CONCLUSIONS/SIGNIFICANCE: Here we present the culmination of a mouse pneumonia study, demonstrating for the first time that disease trajectories derived from microarray expression profiles can be used to quantitatively track the clinical course of acute disease and identify a state of immune recovery. These data suggest that the onset of an infection-specific transcriptional program may precede the clinical diagnosis of pneumonia in patients. Moreover, riboleukograms may help explain variance in the host response due to differences in ethnic background, gender, and pathogen. Prospective clinical trials are indicated to validate our results and test the clinical utility of riboleukograms.
对危重症患者进行急性感染的诊断仍然是一项挑战。我们推测,循环白细胞转录谱可用于监测宿主对危重症并发感染的反应以及从感染中恢复的情况。

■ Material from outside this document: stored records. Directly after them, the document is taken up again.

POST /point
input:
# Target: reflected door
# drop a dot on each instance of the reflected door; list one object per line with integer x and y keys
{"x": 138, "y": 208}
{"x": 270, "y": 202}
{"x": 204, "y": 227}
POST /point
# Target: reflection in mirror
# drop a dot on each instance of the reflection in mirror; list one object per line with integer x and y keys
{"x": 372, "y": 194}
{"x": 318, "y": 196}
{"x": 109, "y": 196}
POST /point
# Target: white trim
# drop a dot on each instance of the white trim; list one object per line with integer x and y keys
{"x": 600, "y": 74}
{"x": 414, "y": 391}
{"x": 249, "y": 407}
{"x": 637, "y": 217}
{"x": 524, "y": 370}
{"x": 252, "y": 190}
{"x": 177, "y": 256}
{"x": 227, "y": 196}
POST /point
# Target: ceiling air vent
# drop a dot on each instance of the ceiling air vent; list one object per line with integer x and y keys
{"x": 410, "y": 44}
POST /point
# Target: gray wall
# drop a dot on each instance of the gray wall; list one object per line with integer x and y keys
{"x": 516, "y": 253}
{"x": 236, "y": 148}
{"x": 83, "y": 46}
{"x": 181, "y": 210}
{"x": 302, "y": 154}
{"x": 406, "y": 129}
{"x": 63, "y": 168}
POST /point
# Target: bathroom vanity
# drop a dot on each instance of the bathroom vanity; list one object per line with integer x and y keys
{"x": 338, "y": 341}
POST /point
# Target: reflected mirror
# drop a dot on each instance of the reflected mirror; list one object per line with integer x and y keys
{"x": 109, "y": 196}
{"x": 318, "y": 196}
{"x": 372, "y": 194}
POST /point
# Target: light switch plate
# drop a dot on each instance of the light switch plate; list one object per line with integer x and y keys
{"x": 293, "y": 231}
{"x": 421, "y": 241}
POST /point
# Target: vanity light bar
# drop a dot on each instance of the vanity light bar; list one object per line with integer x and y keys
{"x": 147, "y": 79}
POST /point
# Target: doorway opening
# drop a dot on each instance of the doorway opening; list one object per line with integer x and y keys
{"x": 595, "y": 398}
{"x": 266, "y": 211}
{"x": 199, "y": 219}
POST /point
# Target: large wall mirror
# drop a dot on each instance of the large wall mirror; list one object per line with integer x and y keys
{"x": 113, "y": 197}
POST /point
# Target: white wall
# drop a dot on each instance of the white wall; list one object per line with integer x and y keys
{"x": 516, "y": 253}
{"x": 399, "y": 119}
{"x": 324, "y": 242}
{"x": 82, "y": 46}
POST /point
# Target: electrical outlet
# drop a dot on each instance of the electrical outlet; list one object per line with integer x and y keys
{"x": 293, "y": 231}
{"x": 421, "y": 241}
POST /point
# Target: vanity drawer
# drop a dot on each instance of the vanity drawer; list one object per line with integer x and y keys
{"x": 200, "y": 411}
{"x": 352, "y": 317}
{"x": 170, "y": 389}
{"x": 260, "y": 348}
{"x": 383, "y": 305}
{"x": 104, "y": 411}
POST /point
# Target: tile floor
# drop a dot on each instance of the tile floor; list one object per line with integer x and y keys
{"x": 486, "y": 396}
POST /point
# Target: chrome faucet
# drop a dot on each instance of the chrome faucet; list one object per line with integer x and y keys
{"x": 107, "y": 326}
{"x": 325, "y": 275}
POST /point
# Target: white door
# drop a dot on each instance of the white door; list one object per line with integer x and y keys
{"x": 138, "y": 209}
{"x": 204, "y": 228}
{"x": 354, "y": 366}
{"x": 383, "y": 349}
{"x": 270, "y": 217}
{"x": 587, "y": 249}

方法/主要发现:采用了转化研究方法。15只小鼠接受气管内注射活的铜绿假单胞菌、铜绿假单胞菌内毒素、活的肺炎链球菌或生理盐水。在损伤后24小时,对循环血沉棕黄层RNA进行基因芯片微阵列分析,确定了219个基因,这些基因可区分肺部损伤以及7天死亡率的差异。同样,每两天从27名机械通气患者中获取血沉棕黄层微阵列表达谱,持续长达三周。由于患者的种族、年龄和性别,观察到呼吸机相关性肺炎(VAP)微阵列谱存在显著异质性,但在VAP诊断前后的七天内,确定了85个丰度有一致变化的基因。对这85个基因进行主成分分析,似乎可以区分发生VAP和未发生VAP的受试者的反应,这由VAP发生和消退的一般轨迹(核糖白细胞图)来定义。随着患者从并发急性感染的危重症中康复,核糖白细胞图趋同,这与免疫吸引子一致。
结论/意义:在此,我们展示了一项小鼠肺炎研究的成果,首次证明从微阵列表达谱得出的疾病轨迹可用于定量追踪急性疾病的临床进程并确定免疫恢复状态。这些数据表明,感染特异性转录程序的启动可能早于患者肺炎的临床诊断。此外,核糖白细胞图可能有助于解释由于种族背景、性别和病原体差异导致的宿主反应差异。需要进行前瞻性临床试验来验证我们的结果并测试核糖白细胞图的临床实用性。